We made it back to Cusco without incident, departing on a jam-packed PeruRail train that is known as one of the most expensive in the world, in terms of cost per distance travelled. It made for a pleasant ride at least through the Sacred Valley and back up to the cradle of hills that contains Cusco. The trip in total is less than 100 kilometres, the sort of distance covered by the bullet trains of Germany or China in less than half an hour. For us, it took nearly 4 hours, but we had the pleasure of being treated to a very earnest fashion show en route displaying the various styles and ways to wear garments spun with the wool of the various camelids of the Andes. It was actually a little fun.
Back in Cusco it has been quiet. Both Mom and I have largely explored the town, or at least the portions that seem to merit exploration. Yesterday I continued my quest to view as many ruins as possible, joining a regional bus for a ride back into the valley town of Pisac, a centre of handicrafts, tourism, and home to eponymous ruins, situated on a hill high over the town. Deciding that my legs are too shot for another grueling uphill march at that altitude, I assauged by tired muscles with a cab ride up, affording spectacular views along the route of the valley below and rolling hills. For whatever reason the scenery is not tiresome, and I´m glad of it.
The ruins are a bit of a gong show, full of tourists (surprise!) though in this case the bulk seemed to consist of Brazilians wearing the same orange baseball caps. As they were of no use for me, I skeedaddled past and made my way to the ruins, slowing my pace only to eavesdrop opportunistically on English language guides, climbing about as I was allowed and ever careful to respect the posts and ropes telling me what zones were no-go. Ultimately the best part of the site was the departure, a simple wooden sign pointing to the town of Pisac and a narrow dirt path leading down a dry gulch. Buffeted by wind and sun, the trail was almost empty and offered moments to pause and simply take in the majesty of the surroundings, including the old agricultural terraces mirroring my descent.

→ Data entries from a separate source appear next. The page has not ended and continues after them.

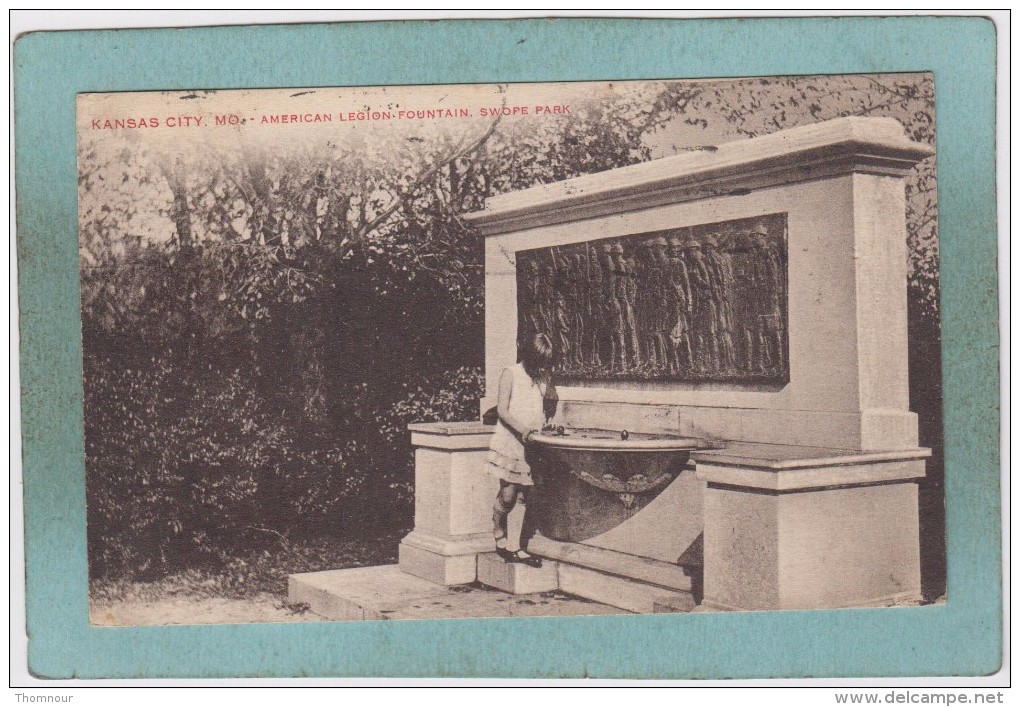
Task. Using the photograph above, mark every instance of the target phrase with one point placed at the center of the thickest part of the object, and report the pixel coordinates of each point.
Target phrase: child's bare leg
(515, 522)
(506, 498)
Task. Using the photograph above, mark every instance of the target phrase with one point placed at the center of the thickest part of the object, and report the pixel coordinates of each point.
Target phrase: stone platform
(385, 592)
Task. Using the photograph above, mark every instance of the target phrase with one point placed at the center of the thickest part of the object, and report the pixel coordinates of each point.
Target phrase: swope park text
(144, 121)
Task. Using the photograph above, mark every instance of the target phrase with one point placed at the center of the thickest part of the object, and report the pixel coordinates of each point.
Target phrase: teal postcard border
(961, 638)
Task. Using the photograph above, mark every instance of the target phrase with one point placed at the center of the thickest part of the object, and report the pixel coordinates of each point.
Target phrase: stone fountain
(732, 384)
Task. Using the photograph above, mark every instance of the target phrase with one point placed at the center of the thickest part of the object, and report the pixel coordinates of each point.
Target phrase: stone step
(622, 593)
(642, 569)
(385, 593)
(514, 577)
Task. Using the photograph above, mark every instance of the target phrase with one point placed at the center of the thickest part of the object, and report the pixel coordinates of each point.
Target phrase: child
(521, 413)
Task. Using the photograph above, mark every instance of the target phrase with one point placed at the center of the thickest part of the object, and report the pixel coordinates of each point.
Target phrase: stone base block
(831, 529)
(436, 567)
(516, 578)
(625, 594)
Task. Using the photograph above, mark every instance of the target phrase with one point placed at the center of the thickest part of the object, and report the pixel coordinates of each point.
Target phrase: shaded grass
(257, 572)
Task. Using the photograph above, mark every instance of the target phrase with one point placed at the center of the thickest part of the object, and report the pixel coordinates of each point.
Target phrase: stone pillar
(810, 528)
(453, 502)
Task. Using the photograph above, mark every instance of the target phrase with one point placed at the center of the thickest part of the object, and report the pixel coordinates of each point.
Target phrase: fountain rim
(661, 443)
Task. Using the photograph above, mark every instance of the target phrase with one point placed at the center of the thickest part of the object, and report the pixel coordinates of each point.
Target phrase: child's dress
(506, 453)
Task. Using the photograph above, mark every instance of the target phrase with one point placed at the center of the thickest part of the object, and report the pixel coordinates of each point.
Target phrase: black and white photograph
(473, 351)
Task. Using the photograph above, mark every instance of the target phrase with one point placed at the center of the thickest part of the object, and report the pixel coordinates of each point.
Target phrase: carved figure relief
(704, 303)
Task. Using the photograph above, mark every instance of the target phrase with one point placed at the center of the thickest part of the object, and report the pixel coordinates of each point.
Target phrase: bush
(184, 467)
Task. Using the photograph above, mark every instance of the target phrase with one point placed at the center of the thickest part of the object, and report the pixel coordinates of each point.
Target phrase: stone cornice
(843, 146)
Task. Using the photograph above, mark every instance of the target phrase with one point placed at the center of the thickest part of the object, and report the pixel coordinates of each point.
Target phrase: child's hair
(539, 354)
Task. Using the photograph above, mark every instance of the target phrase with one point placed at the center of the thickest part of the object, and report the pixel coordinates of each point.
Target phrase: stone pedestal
(797, 527)
(453, 502)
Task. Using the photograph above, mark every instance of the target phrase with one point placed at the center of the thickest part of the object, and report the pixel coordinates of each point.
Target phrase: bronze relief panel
(703, 303)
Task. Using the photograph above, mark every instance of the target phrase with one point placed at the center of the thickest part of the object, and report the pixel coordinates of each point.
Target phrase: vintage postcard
(511, 350)
(662, 363)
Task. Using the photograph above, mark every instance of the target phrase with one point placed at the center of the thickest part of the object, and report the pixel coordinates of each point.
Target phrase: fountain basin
(590, 481)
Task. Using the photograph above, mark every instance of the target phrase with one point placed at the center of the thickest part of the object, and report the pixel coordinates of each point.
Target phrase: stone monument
(752, 296)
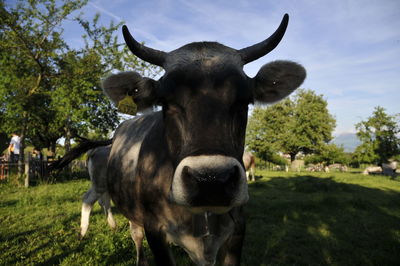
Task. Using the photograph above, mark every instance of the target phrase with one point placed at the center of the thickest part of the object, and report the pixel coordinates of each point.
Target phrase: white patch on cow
(85, 213)
(90, 168)
(179, 194)
(203, 249)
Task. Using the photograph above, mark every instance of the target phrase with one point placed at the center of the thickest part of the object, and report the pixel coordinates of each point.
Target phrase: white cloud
(351, 49)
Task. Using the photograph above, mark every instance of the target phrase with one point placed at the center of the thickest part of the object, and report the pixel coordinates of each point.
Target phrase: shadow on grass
(306, 220)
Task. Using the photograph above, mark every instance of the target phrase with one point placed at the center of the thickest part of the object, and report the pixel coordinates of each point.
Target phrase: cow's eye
(175, 109)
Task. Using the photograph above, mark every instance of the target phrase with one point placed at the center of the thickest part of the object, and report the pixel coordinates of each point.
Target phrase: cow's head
(204, 95)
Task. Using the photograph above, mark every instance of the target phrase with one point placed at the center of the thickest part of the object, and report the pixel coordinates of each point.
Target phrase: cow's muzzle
(213, 183)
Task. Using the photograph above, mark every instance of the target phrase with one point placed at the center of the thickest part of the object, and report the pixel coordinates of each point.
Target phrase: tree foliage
(329, 154)
(379, 135)
(301, 123)
(49, 90)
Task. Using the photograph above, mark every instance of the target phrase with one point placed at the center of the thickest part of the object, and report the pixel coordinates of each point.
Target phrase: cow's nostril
(205, 175)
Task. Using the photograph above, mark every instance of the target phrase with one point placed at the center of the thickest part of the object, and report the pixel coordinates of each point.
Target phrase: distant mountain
(349, 141)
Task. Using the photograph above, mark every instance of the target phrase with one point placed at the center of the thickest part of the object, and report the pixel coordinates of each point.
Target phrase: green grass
(292, 219)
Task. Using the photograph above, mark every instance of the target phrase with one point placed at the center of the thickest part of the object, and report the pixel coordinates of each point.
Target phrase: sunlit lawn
(293, 219)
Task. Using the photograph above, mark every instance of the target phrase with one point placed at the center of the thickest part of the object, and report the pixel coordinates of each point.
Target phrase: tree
(329, 154)
(47, 89)
(301, 123)
(379, 137)
(29, 34)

Pisac, the town, is small and pleasant enough, once reached. The plaza de armas here is given over to selling crap (crafts?) to tourists and my main goal was hydration, partaken with a tasty homemade chicha morada and complemented by an empanada. Today, locally in Cusco, we went to Q’enqo and Sacsahuaman, two of the nearest ruins to the city itself. Again, the lacking narration and signs lead one to be a bit of a beggar for information on the sites but the quality of stone work, particularly at Sacsahuaman, is again impressive. The ruin is located at the ‘head’ of the puma that the Incan city of Qosqo (navel of the world) and served as a ceremonial centre as well as a fortress. This latter use is evident in the massive walls fortifying the site, including rocks far taller than myself and a number of tons heavier yet, all placed with the same exact precision as is customary of the Incas.
The last stop on the tourist trail was a bit more fun and markedly less dusty – the Cochahuasi Animal Sanctuary. Set outside of town, the sanctuary serves as a place to rehabilitate and tend animals that have suffered some malady, injury, or abandonment. They have the usual repertoire of alpaca, llama, and vicuna, as well as the elusive fourth camelid, the aggressive vicuña, a light and non-threatening seeming animal with a hard stare. In additiona there were Peruvian hairless dogs, a monkey, some playful coatis, and a bevy of hawks and macaws. The stars of the show, no offense to the overly friendly deer, were the pumas and the Andean condors.
The pumas, same as those in the US and Canada, recently had a cub that could be seen, spots and all, in the nursery for the animals. Sadly we missed their feeding time though were told that a lame donkey had been donated to the sanctuary in the past as a gift for the pumas. Luckily for the donkey, the sanctuary is a no-kill zone and the animal was rehabbed instead. The condors, the largest flying birds in the world, are impressive. Large with bare feet and heads exposing talons and gnarled, leathery hides, they have a wingspan over 3 metres and it is easy to see how these massive scavengers were able to embed themselves in Incan lore. A definite highlight of the trip and welcome change of pace. D-day arrives tomorrow and the trip transforms into a solo journey to Paraguay and Buenos Aires. As ever, more to come.





The Andean condors are particularly impressive. What a sight they’d be soaring overhead! I guess we are not so different from the ancient Inca if we can equally admire such creatures.